Although the model of Vennamneni et al. (Reference Vennamneni, Nambiar and Subramanian2020) succeeded in capturing shear-induced trapping of micro-organisms, it only works when the motility is not biased, and therefore cannot be extended to case of cells with an orientation bias, such as gyrotactic micro-organisms. This limitation is overcome by the recent work of Fung et al. (Reference Fung, Bearon and Hwang2022), as they first devised an exact transformation of the Smoluchowski equation into an advection–diffusion equation in the position space, before applying a similar multi-time-scale method. In effect, Fung et al. (Reference Fung, Bearon and Hwang2022) has extended the work of Bearon & Hazel (Reference Bearon and Hazel2015) and Vennamneni et al. (Reference Vennamneni, Nambiar and Subramanian2020) by including the effect of biased motility in the multi-time-scale asymptotics. This new model, however, still cannot elude the defects inevitably involved in the position–orientation separation.
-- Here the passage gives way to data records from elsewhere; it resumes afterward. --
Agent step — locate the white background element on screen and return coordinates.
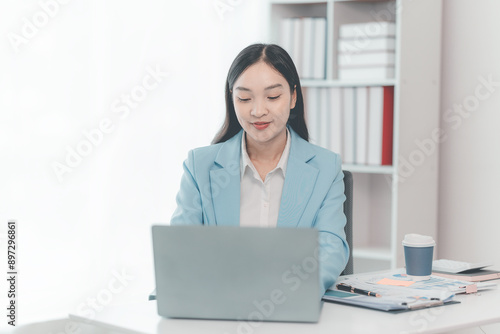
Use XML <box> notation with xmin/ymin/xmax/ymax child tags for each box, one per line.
<box><xmin>0</xmin><ymin>0</ymin><xmax>267</xmax><ymax>326</ymax></box>
<box><xmin>0</xmin><ymin>0</ymin><xmax>500</xmax><ymax>326</ymax></box>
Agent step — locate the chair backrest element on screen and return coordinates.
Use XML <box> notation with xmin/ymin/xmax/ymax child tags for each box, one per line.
<box><xmin>340</xmin><ymin>170</ymin><xmax>353</xmax><ymax>275</ymax></box>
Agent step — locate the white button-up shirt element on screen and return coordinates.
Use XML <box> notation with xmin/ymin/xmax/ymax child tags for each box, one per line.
<box><xmin>240</xmin><ymin>129</ymin><xmax>290</xmax><ymax>227</ymax></box>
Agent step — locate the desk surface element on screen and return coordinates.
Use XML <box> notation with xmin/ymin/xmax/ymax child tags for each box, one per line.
<box><xmin>70</xmin><ymin>289</ymin><xmax>500</xmax><ymax>334</ymax></box>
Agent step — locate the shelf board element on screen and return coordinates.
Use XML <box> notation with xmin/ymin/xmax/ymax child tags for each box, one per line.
<box><xmin>352</xmin><ymin>247</ymin><xmax>392</xmax><ymax>261</ymax></box>
<box><xmin>300</xmin><ymin>79</ymin><xmax>396</xmax><ymax>88</ymax></box>
<box><xmin>342</xmin><ymin>164</ymin><xmax>394</xmax><ymax>174</ymax></box>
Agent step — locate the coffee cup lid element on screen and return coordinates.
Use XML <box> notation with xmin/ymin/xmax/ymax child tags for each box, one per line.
<box><xmin>403</xmin><ymin>233</ymin><xmax>436</xmax><ymax>247</ymax></box>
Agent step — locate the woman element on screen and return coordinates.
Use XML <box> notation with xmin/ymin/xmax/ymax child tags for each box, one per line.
<box><xmin>171</xmin><ymin>44</ymin><xmax>349</xmax><ymax>295</ymax></box>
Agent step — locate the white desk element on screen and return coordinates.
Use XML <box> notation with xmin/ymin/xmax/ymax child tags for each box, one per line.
<box><xmin>70</xmin><ymin>289</ymin><xmax>500</xmax><ymax>334</ymax></box>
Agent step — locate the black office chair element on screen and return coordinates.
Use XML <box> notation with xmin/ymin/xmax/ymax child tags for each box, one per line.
<box><xmin>340</xmin><ymin>170</ymin><xmax>353</xmax><ymax>275</ymax></box>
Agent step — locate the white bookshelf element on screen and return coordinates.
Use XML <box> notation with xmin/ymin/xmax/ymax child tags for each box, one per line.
<box><xmin>268</xmin><ymin>0</ymin><xmax>442</xmax><ymax>272</ymax></box>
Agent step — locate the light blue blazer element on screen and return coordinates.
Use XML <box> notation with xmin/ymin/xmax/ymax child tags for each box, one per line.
<box><xmin>171</xmin><ymin>127</ymin><xmax>349</xmax><ymax>295</ymax></box>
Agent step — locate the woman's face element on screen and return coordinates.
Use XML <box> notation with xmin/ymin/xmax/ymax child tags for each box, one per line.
<box><xmin>233</xmin><ymin>61</ymin><xmax>297</xmax><ymax>149</ymax></box>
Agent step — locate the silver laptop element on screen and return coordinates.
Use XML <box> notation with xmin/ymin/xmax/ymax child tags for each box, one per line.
<box><xmin>152</xmin><ymin>226</ymin><xmax>320</xmax><ymax>322</ymax></box>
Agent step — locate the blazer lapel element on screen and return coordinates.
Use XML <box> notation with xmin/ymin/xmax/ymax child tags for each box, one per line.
<box><xmin>210</xmin><ymin>130</ymin><xmax>243</xmax><ymax>226</ymax></box>
<box><xmin>277</xmin><ymin>129</ymin><xmax>319</xmax><ymax>227</ymax></box>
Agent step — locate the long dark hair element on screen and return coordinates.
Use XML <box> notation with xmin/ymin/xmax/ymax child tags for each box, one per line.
<box><xmin>212</xmin><ymin>44</ymin><xmax>309</xmax><ymax>144</ymax></box>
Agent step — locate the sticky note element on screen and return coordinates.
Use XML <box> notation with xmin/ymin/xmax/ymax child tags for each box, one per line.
<box><xmin>377</xmin><ymin>278</ymin><xmax>415</xmax><ymax>286</ymax></box>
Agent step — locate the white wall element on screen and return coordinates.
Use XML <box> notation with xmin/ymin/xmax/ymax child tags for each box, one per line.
<box><xmin>0</xmin><ymin>0</ymin><xmax>266</xmax><ymax>326</ymax></box>
<box><xmin>438</xmin><ymin>0</ymin><xmax>500</xmax><ymax>265</ymax></box>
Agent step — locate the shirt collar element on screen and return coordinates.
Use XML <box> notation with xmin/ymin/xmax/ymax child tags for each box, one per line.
<box><xmin>240</xmin><ymin>128</ymin><xmax>291</xmax><ymax>177</ymax></box>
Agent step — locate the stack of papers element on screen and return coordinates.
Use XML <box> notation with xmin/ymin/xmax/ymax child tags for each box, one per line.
<box><xmin>323</xmin><ymin>273</ymin><xmax>496</xmax><ymax>311</ymax></box>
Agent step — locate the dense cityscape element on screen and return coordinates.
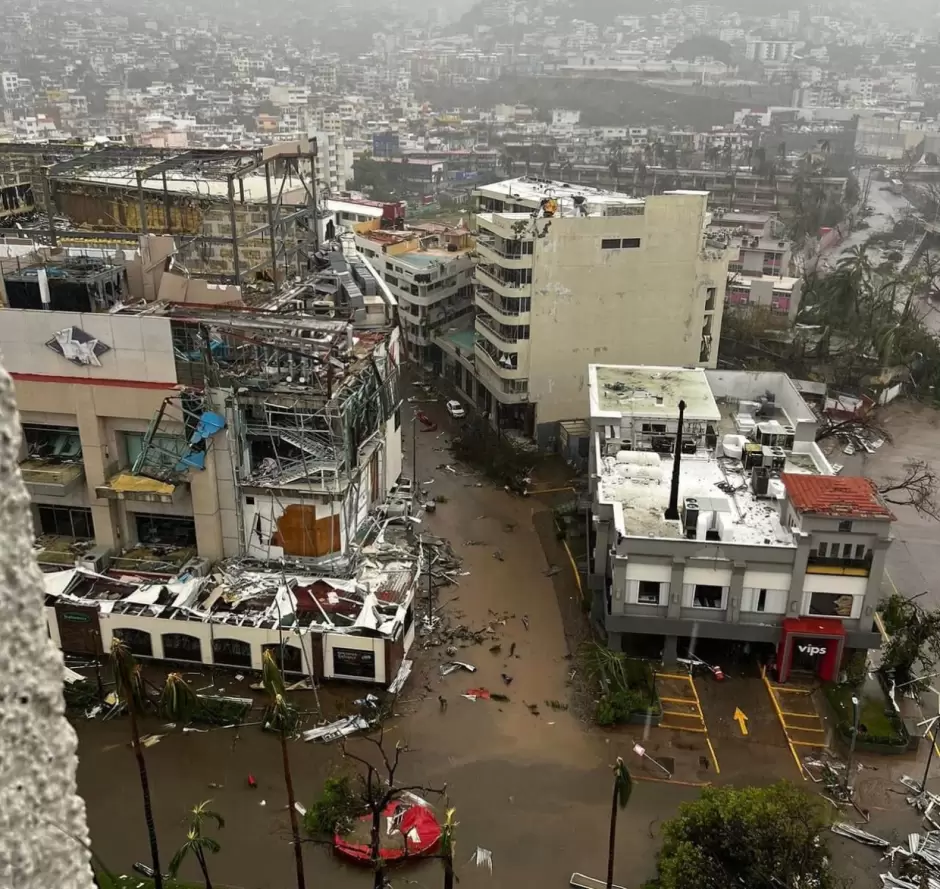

As noted previously, the Smoluchowski equation can be referred to as a benchmark for other up-scaled models. Solving the full continuum Smoluchowski equation has therefore also attracted some researchers (Chen & Jiang Reference Chen and Jiang1999; Saintillan & Shelley Reference Saintillan and Shelley2008a,Reference Saintillan and Shelleyb; Ezhilan & Saintillan Reference Ezhilan and Saintillan2015; Jiang & Chen Reference Jiang and Chen2021). However, it is not always possible to resolve the full Smoluchowski equation in a three-dimensional flow field due to numerical difficulty. Only in some simplified circumstances, such as in unidirectional flows, can the dimension of the Smoluchowski equation be reduced. Recently, Jiang & Chen (Reference Jiang and Chen2019) devised the basis functions and solved the Smoluchowski equation in the cross-section of a two-dimensional channel with a Galerkin method. The cross-sectional average drift and diffusivity were accurately derived by directly applying the standard GTD theory (Frankel & Brenner Reference Frankel and Brenner1989; Brenner & Edwards Reference Brenner and Edwards1993) without a position–orientation separation invoking assumptions of quasi-steadiness, quasi-homogeneity and negligible boundary effect. Jiang & Chen (Reference Jiang and Chen2020) further investigated the dispersion of gyrotactic micro-organisms in pipe flows: a detailed comparison with the PK model and the GTD model was presented, explicitly demonstrating the inaccuracy of the PK model and the GTD model when the micro-organisms are highly motile or when the background flow is strong. Alternatively, as a compromised substitute of the Smoluchowski equation, Brownian dynamics simulations are mostly employed for computational convenience (Thorn & Bearon Reference Thorn and Bearon2010; Bearon et al. Reference Bearon, Hazel and Thorn2011; Croze et al. Reference Croze, Sardina, Ahmed, Bees and Brandt2013; Peng & Brady Reference Peng and Brady2020). Although straightforward, if Brownian dynamics simulations are used, one has the problem to include the forces and stresses on the flow induced by the micro-organisms, and these effects are non-negligible in semi-dilute and dense suspensions.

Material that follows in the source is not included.